I don’t understand this idea that you need to be constantly validated by those around you. It’s such a foreign concept to me. I do not understand what, if anything, it could possibly add to my life. Maybe I’m broken in the sense that I grew up lesbian in a world where that’s not something that comes with validation. No one will ever bounce homosexuality back at you as a positive. You come to terms with it on your own and you find pride in it on your own. But even if I had grown up straight I don’t think I’d understand. I am who I am. There is no validation that will in any way enrich my identity. It just doesn’t work that way. My identity is mine, it’s my own little world that will be affected by those around me, but ultimately it will always stand on its own two legs. Because I am not who others see me as, I am me. Even when others aren’t around me I still exist. I’m not a self-fulfilling prophecy, I am an independent person. Everything around that is superfluous. Sure it has an effect. But it’s still not synonymous. Validation does not make identity or in any way fortify it.
I do want to be appreciated, though. I think that’s a human need, to some extent.

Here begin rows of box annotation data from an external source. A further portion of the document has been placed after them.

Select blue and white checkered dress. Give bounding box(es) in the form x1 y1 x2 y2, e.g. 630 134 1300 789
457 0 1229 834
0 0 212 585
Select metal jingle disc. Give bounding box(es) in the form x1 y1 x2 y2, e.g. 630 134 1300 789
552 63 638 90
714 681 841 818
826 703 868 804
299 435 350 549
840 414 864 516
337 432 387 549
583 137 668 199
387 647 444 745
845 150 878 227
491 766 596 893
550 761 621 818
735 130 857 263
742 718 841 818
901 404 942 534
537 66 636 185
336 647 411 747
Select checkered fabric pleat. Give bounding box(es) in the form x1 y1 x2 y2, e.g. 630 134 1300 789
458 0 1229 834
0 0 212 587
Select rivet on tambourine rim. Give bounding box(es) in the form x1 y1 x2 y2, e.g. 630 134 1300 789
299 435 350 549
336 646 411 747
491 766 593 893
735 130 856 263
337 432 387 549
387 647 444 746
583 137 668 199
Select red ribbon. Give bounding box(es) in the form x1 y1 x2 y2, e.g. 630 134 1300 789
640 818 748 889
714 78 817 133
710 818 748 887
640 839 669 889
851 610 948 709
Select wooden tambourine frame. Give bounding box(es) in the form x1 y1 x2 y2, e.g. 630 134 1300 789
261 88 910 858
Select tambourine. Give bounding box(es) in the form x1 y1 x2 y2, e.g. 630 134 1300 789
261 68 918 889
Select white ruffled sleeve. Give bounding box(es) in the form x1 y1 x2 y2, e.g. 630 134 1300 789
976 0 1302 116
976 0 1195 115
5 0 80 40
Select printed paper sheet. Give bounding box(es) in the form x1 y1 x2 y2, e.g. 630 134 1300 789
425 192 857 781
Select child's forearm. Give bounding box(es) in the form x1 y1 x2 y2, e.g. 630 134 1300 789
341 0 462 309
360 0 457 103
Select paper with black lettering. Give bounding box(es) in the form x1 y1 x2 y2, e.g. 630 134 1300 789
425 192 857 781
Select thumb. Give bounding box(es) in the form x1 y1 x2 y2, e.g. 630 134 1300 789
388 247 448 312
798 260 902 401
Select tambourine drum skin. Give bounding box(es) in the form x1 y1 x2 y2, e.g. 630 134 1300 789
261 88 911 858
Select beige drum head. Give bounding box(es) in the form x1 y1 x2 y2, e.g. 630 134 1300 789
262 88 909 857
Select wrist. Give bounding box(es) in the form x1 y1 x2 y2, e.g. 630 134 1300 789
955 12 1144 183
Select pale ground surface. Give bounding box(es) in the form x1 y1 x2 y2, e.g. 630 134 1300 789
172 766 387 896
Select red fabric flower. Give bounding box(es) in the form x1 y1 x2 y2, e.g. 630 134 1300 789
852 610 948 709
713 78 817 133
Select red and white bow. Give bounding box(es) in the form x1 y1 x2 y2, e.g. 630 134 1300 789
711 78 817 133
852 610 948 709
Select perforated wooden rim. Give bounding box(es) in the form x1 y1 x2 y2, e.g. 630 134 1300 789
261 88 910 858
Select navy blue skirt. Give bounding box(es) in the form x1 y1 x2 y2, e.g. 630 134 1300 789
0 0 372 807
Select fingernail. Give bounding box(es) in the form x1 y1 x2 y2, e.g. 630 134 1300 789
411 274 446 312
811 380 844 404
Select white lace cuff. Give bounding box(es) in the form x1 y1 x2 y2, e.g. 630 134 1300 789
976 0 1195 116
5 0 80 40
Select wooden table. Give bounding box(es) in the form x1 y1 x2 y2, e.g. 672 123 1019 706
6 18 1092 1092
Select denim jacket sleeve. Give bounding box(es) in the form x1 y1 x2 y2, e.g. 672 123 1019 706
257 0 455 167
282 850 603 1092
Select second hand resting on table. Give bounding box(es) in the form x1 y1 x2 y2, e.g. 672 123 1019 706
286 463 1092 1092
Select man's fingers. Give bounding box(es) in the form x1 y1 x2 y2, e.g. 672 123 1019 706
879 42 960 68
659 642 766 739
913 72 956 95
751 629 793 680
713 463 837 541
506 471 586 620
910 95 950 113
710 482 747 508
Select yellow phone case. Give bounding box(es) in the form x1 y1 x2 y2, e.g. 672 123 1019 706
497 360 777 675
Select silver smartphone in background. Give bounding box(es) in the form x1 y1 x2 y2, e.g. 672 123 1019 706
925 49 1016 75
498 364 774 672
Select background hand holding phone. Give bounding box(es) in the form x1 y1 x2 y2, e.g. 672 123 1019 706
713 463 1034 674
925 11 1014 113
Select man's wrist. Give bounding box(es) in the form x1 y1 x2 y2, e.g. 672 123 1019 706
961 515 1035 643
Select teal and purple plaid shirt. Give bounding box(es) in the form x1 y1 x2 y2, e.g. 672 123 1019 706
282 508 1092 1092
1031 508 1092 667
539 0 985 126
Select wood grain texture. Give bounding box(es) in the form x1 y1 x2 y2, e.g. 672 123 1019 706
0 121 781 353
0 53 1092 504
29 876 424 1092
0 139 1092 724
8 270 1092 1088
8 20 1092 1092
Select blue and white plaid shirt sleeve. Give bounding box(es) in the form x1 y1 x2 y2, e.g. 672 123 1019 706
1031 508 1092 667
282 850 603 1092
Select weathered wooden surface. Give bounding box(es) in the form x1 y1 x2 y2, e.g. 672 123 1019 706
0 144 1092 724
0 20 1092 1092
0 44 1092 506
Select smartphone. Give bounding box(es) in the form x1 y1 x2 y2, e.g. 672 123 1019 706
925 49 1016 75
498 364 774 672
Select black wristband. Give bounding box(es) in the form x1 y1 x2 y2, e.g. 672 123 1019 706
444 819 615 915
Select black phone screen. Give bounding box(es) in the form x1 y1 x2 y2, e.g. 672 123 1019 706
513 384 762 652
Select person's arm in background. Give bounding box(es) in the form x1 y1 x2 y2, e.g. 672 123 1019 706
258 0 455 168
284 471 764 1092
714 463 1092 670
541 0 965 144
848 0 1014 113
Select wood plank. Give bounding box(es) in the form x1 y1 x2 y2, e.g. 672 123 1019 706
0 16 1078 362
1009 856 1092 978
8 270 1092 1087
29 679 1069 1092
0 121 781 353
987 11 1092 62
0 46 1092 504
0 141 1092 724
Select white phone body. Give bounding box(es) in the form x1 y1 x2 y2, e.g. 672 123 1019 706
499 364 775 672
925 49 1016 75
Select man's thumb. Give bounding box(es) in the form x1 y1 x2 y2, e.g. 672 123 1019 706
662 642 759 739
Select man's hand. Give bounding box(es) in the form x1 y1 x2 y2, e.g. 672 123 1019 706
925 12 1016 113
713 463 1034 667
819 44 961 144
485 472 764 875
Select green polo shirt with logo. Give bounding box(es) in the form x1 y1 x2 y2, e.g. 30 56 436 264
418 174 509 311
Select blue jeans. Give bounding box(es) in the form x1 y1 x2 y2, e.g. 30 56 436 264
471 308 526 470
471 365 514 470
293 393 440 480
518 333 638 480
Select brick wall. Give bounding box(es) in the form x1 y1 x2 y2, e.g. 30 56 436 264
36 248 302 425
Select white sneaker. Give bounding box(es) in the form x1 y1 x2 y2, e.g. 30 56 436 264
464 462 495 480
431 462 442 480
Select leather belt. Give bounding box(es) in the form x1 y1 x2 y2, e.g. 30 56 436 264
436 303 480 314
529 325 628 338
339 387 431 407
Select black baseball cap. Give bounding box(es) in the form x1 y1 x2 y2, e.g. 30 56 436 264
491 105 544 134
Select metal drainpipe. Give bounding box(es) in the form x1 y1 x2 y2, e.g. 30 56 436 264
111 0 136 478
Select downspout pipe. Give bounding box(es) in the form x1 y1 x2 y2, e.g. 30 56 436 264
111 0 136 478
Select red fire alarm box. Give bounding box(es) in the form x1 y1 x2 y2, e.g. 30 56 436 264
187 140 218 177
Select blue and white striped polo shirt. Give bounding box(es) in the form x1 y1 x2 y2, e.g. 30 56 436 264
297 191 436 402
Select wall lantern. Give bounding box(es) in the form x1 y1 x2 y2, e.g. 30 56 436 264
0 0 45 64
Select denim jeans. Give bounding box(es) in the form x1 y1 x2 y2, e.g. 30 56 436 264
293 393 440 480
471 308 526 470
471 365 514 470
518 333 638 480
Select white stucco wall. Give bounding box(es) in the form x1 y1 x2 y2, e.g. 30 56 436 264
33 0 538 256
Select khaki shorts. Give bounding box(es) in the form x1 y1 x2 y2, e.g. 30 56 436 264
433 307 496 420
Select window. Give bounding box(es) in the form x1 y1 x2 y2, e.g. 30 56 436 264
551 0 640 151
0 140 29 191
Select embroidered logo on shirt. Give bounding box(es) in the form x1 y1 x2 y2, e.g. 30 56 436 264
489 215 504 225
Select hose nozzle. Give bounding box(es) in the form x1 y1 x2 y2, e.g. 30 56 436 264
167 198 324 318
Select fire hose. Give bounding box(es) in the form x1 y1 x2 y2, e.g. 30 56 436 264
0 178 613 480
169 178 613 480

To be appreciate and to feel like you make a difference. But I’ve never wanted to be appreciated for who I am, I want to be appreciated for what I do. And maybe that’s why I do not understand validation especially as it appears in gender theory currently. Because validation seems to be the one current running through most of that ideology, based on the static self of the individual and not on the individual’s actions and/or behaviour. It’s a dead sort of validation of your body as an object and not of you as an agent with a will. I don’t know, to me that feels fundamentally wrong. I am flesh, but flesh is nothing, there’s nothing to validate, it’s just a physical reality. But to receive appreciation for the actions you perform with this lump of bio matter on the other hand — that’s, that feels good. And not just good, it feels empowering.
I don’t know, I just feel like actions should speak louder than matter. I feel we should be more than objects. Judged on and appreciated for our actions, as opposed to the abstract validation of a sense of self.